The Downtown Mental Health Center on skid row treats about 2,500 of the county's most challenging patients.
Within a couple of years, Proposition 63 is expected to offer a
one-stop care center there where patients would not only be treated for
mental illness but could receive medical and dental care, housing and
educational assistance, and other services.
For now, however, the center is in a bind. Ten of its 60 employees,
including half of its caseworkers, have been transferred to new
Proposition 63 programs amid the budget crunch. Others are likely to
follow in their footsteps. The result, said Larry Hurst, acting
district chief for the county Department of Mental Health's Skid Row
Management Team, is "triage."
"Now we ask: 'Are Individual A's needs more urgent than Individual B's?
What would be the risk of delaying services to Individual B? And for
how long can we do it?' " Hurst said.
"That's the reality at this time," he said. "It's swallowing that
reality that is challenging to our staff. They want to be able to do
more. But it's like emptying the Pacific Ocean with a toy pail."
scott.gold@latimes.com
leora.romney@latimes.com
I read that the US ranks pretty far down on the
list of nations with good health care for all of it's citizens. Pretty
sad commentary for the most wealthy country in the world! It seems that
the rich get what they need while the rest of us frequently make do with mediocrity
or without. Ever fight with an insurance company to get a certain drug or
medical procedure done? Until people in the US wake up to the fact that
they are being snowed, controlled, and manipulated by the strong medical, drug
and insurance lobbyists, nothing will change. In fact, medical costs are
one of the driving forces for many of us retirees that have moved to other
countries where we can continue to live at the pre-retirement level. It's
one of the main reasons we are in Panama! For example, health care in
Panama is excellent and we are finding in many ways better, more personalized
and thorough than we got in TX with Teachers Retirement insurance. Our
medications and dr apts here frequently are costing us only what we paid in the states
for co-pays -- while in TX we were paying the big bucks just for the privilege
of having insurance in the first place.
We're probably the worst in terms of mental health. What I found so fasinating is the money for this comes from 1% surtax on the income above 1M.

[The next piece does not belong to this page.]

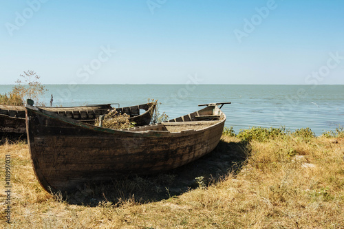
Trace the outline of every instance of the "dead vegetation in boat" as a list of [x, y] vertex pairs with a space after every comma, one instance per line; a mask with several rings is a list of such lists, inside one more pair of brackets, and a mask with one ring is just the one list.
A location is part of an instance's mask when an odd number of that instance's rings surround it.
[[135, 122], [129, 121], [130, 116], [127, 113], [119, 114], [116, 109], [109, 110], [105, 116], [96, 120], [94, 125], [114, 129], [123, 129], [135, 127]]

Most social programs are funded by 'sin taxes'. Smoking. Drinking. etc. which, of course, hits the smaller guy much harder.

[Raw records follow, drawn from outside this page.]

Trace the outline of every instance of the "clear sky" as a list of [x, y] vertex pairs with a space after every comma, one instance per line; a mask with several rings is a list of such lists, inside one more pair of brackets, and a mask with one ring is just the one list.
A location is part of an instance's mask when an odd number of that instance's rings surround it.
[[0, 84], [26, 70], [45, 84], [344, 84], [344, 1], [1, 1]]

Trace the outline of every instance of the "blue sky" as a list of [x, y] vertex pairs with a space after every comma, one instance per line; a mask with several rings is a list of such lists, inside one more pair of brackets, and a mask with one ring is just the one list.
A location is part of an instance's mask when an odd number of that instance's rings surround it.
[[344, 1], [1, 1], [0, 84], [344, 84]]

It's also interesting watching the Governements trying to get around the intent of the law by cutting services elsewhere. Seems they're about to be sued. Good.
Pip
We have a huge and very beautiful mental health residential hospital
here, but when the conservative government came into the province 8
years ago they shut most of it down and there was a sudden influx of
mentally ill people living on the street. The idea was that these
people had access to other social programs, but it didn't pan out
because they are too mentally challenged to access them. 8 years later
we now have a HUGE and SHAMEFUL homeless problem we didn't used to
have, that's going to take way more resources to address than keeping
the hospital operating would have. It's an embarrassment. I
applaud the idea behind Proposition 63.